I always enjoy the early stages of a project - the excitement of gathering the elements that will go to make up the finished piece.

The heads from 2 small doll kits would combine to make the Madonna and Child, with a scrap of Dresden for a halo. I decided I would frame my anchovies tin with this beautifully decorated ATC frame. I wasn't absolutely sure how I would do this, but I wanted different layers to my shrine and I envisioned the ornate cross projecting out a little from my background.

I began to add more to my frame and centre-piece, although I was still not sure how I could create the glimmering, mosaic background I recalled from the tiny chapel. I love the shape of the Calico keys, which recall the heavy wooden doors and the significance of keys in Christian iconography. Bits of broken jewellery, crackle and gilding were beginning to evoke ancient splendour in an intimate setting.

Now it was time to create that background. I painted my tin with acrylics and decorated the interior with fragments of doily, touched with gilding paste and bead gel. My mosaics were created by stencilling with 3D gloss gel, allowing this to dry and then painting and gilding it before snipping it into squares and fixing to my background with heavy gel medium.
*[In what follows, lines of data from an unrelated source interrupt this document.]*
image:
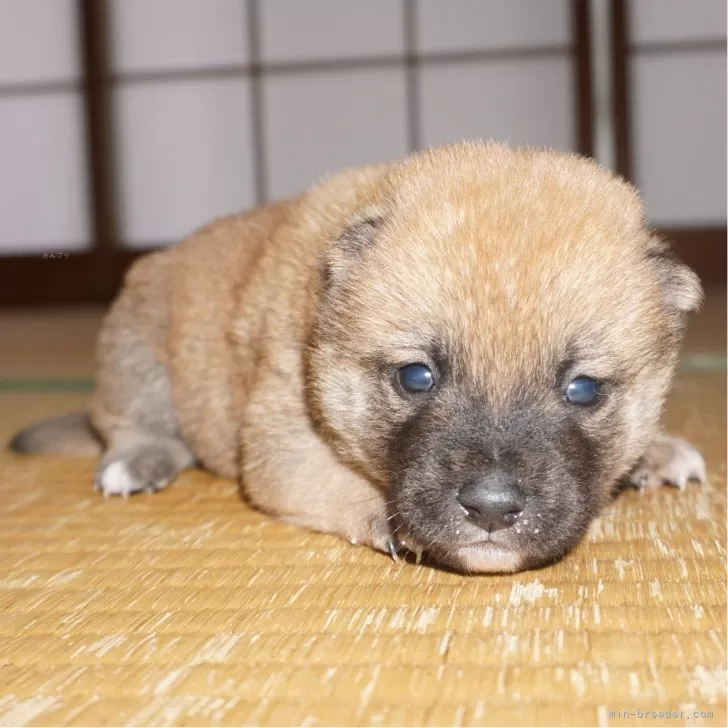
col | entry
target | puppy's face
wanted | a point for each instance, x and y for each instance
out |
(493, 345)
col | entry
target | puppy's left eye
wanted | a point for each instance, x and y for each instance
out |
(584, 391)
(416, 378)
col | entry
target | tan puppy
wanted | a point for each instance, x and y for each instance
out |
(462, 352)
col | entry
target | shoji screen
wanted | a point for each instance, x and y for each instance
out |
(43, 181)
(678, 101)
(181, 115)
(136, 121)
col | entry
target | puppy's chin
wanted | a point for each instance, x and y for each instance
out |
(485, 558)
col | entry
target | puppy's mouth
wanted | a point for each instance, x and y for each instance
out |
(484, 555)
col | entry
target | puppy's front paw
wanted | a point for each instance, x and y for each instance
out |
(142, 470)
(392, 540)
(668, 461)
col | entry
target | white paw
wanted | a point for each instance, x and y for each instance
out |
(115, 479)
(669, 461)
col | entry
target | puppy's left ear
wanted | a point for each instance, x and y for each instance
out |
(351, 244)
(680, 284)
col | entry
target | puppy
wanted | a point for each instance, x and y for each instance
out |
(460, 353)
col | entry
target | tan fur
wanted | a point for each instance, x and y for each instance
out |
(268, 381)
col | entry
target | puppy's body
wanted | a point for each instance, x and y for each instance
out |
(270, 347)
Time to bring the whole piece together. I found a little wooden cube I could adhere to my tin and also my cross so that it would stand out from the background. I am indebted to Alison Bomber for this tip! I was pleased with the way that my anchovies tin shrine seemed to invite the viewer in with welcoming arms. I hope that you will find time this week to create something from an item or items you might normally have thrown away. Thank You so much for stopping by today.

Calico Craft Parts Used

ATC with Engraved Fleur de Lis Frame
Curlicue Flourish Cross, small
Standard Jointed Art Doll Kit, small, style 2
Mini Greyboard Hearts
Sheet of Mini Angel Wings, style 1
Mini Keys and Keyholes

Wednesday 17 May 2017

Miniature Paris Couture by Jennie

Hello fellow crafters and welcome to a miniature project here on the blog today!
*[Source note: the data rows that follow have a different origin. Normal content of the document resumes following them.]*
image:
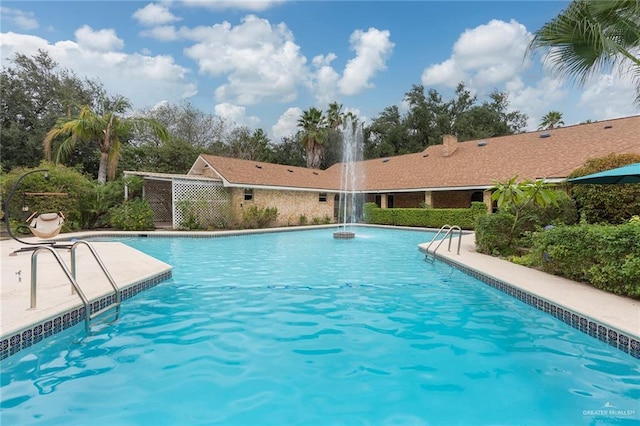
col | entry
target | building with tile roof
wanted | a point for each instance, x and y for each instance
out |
(450, 175)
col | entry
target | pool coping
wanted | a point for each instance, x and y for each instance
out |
(618, 337)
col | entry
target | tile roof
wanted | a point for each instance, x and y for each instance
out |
(239, 172)
(551, 154)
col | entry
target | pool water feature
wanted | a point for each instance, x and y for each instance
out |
(298, 328)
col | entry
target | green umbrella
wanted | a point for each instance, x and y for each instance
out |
(625, 174)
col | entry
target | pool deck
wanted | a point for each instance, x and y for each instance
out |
(621, 313)
(128, 266)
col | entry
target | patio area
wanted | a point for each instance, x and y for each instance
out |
(603, 315)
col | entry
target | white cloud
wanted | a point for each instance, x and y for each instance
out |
(103, 40)
(143, 79)
(236, 114)
(23, 20)
(325, 79)
(261, 61)
(255, 5)
(287, 124)
(608, 95)
(483, 57)
(162, 33)
(155, 14)
(373, 47)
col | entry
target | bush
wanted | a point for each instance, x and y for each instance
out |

This Gothic Arch ATC is a super cute arch and great for incorporating some of the mini craft shapes.

This is really a Christmas ATC Arch with a Mistletoe embellishment but I thought I would show how versatile all these wonderful wood blanks are at any time of the year. It is very easy to snip out the embellishment for using elsewhere on the project.
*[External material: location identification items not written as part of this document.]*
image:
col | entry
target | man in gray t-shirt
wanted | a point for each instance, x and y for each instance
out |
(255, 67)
I recently coloured some old text book paper with chalk paints, vintage inks and some texture paste. This was a small book I picked up in Rome on a market stall - well it was in a box under the stall as it had pages torn and missing. I couldn't tell the stall holder why I was so pleased it was in this state - my Italian is pretty non existent! - and I think he thought I was rather odd wanting to purchase it for 2 euros!

I had to fiddle around a bit before I could find a place for the arch to get as much of the textured words as possible. It was easier to glue this down with multi medium glue as the text paper was very thin.

I then added some watery vintage inks. I prefer to do this after I have stuck the paper down as the mdf gives the paper a bit of strength and allows the inks to settle instead of buckling the paper.

The outside frame was painted with chalk acrylic paint and then overstamped with a linen style stamp.

I then stuck the two pieces together and added some washi tape around the edges - I did this with one piece of tape cutting into the corners and snipping around the curved pieces. Washi tape is very maleable and just perfect for this type of project.

The  mistletoe embellishment was painted first with a chalky white acrylic and then the leaves with  DecoArt Raw Sienna Acylic Paint.  You can also just about spy a mini key there in the background dabbed with gold paint.

I finished the top of the arch with another mini and this hides where the mistletoe had been snipped off!

A fun little piece to make and despite being "miniature" not too fiddly for arthritic fingers!

As always thank you for joining me again and happy crafting!